Some European media are reporting that a F/A-18 belonging to the Swiss AF just crashed into a mountain near the Alpnach AFB, while flying together with another F/A-18.

No news so far about the fate of the pilot.

http://www.foxnews.com/world/2013/10...ts-crashes-in-central-switzerland/

Another link (in Italian) with the picture of the crash site

http://info.rsi.ch/home/channels/inf...3--Obvaldo-si--schiantato-un-FA-18

15 replies: All unread, jump to last
 
User currently offline777 From Italy, joined Sep 2005, 515 posts, RR: 0
Reply 1, posted (1 year 1 week 13 hours ago) and read 6948 times:

According to La Repubblica, the missing a/c is a double seat version.

http://www.repubblica.it/esteri/2013...reo_militare_in_svizzera-69264655/

At the following link, 5 more pictures, including one showing the wreckage on an engine.
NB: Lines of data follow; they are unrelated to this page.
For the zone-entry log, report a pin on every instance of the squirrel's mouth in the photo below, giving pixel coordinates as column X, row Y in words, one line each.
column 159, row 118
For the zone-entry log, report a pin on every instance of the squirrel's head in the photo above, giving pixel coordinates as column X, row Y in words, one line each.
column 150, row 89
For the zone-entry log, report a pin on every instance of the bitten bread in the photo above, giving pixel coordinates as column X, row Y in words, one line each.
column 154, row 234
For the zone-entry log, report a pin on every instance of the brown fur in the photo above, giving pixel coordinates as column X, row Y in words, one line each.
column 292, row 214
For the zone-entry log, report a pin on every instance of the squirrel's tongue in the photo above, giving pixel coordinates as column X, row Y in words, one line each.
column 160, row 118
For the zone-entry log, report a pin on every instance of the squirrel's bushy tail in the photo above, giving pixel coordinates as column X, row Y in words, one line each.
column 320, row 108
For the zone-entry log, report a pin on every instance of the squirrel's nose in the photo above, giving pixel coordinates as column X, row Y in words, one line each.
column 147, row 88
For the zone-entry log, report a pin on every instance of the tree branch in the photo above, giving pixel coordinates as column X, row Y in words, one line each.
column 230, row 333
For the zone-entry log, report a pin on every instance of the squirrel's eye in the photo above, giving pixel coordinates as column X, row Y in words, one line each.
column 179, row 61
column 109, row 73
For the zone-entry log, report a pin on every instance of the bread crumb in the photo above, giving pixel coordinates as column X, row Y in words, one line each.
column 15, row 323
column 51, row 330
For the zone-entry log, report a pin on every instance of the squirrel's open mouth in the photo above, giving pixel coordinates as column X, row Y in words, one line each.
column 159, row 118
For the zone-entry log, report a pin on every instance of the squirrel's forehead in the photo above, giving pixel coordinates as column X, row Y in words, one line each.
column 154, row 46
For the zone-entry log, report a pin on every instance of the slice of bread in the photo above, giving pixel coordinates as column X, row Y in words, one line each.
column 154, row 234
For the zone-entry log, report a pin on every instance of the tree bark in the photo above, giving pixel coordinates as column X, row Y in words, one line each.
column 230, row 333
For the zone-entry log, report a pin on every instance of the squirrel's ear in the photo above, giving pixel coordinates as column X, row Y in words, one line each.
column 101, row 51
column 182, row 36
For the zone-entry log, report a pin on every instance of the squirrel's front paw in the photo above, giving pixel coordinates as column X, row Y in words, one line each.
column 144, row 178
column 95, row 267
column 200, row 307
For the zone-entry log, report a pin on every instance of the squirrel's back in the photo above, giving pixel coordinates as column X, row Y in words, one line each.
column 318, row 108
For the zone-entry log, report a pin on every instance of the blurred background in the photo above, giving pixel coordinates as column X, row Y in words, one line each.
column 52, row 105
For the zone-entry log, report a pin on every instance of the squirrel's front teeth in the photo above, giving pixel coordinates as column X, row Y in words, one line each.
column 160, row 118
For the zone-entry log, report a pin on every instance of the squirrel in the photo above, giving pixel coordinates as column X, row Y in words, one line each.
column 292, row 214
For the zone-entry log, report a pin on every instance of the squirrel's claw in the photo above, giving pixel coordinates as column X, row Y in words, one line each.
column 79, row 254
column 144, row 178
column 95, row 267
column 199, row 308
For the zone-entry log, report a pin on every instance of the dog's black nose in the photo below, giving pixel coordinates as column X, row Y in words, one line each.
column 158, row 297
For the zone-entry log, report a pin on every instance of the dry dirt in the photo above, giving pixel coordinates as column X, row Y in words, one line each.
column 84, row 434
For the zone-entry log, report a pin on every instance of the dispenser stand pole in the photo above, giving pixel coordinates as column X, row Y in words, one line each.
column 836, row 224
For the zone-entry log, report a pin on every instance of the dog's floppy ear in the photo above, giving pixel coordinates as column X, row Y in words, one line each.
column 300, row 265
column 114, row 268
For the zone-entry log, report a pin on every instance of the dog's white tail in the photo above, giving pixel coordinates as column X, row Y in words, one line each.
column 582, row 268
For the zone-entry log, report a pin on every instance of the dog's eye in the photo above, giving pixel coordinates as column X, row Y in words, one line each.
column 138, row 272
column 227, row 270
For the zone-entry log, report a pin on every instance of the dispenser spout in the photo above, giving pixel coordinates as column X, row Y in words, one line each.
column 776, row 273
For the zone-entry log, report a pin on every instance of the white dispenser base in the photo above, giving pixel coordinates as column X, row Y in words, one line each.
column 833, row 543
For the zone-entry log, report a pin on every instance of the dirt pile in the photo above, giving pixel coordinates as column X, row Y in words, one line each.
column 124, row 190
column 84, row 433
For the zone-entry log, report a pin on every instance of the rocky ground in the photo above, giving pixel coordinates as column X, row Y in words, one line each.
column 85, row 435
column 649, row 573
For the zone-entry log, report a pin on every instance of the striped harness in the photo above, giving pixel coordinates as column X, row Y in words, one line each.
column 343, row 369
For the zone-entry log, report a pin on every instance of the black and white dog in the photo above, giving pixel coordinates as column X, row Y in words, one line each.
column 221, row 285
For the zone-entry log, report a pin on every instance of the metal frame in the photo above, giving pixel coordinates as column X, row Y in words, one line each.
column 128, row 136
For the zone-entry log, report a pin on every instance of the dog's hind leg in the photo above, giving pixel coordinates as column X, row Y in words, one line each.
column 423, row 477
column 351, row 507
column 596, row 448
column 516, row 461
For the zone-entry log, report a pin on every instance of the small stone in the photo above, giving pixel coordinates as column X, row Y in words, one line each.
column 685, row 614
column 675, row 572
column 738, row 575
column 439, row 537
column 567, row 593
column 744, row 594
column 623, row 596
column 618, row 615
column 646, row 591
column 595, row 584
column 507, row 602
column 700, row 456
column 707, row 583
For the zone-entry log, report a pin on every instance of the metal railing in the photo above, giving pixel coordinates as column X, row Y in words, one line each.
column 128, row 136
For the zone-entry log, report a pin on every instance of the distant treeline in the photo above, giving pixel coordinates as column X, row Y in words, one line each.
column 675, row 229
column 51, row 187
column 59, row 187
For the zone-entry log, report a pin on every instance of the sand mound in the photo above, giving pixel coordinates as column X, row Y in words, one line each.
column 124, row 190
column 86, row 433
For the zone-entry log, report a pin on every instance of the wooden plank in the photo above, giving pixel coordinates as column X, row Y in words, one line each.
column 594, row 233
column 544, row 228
http://www.tio.ch/News/Svizzera/7609...18-dell-Esercito-svizzero/Immagini

[Edited 2013-10-23 07:37:58]

User currently offlineSAS A340 From Sweden, joined Jul 2000, 781 posts, RR: 0
Reply 2, posted (1 year 1 week 12 hours ago) and read 6780 times:

Two people that was onboard is missing....  


It's not what u do,it's how u do it!
User currently offlineDreadnought From United States of America, joined Feb 2008, 8870 posts, RR: 24
Reply 3, posted (1 year 1 week 10 hours ago) and read 6659 times:

The crash happened only a couple of miles away from my parents' home in Stans.

http://www.tdg.ch/suisse/fa-18-s-dou...rase-canton-dobwald/story/22176323
(in French)

They still aren't sure, but the army spokesman says that "It does not look good" in terms of the crew.

Edit: Eyewitnesses report that the plane evidently tried to pull up at the last second before slamming into the mountainside. Sounds like the pilot was still trying to get control...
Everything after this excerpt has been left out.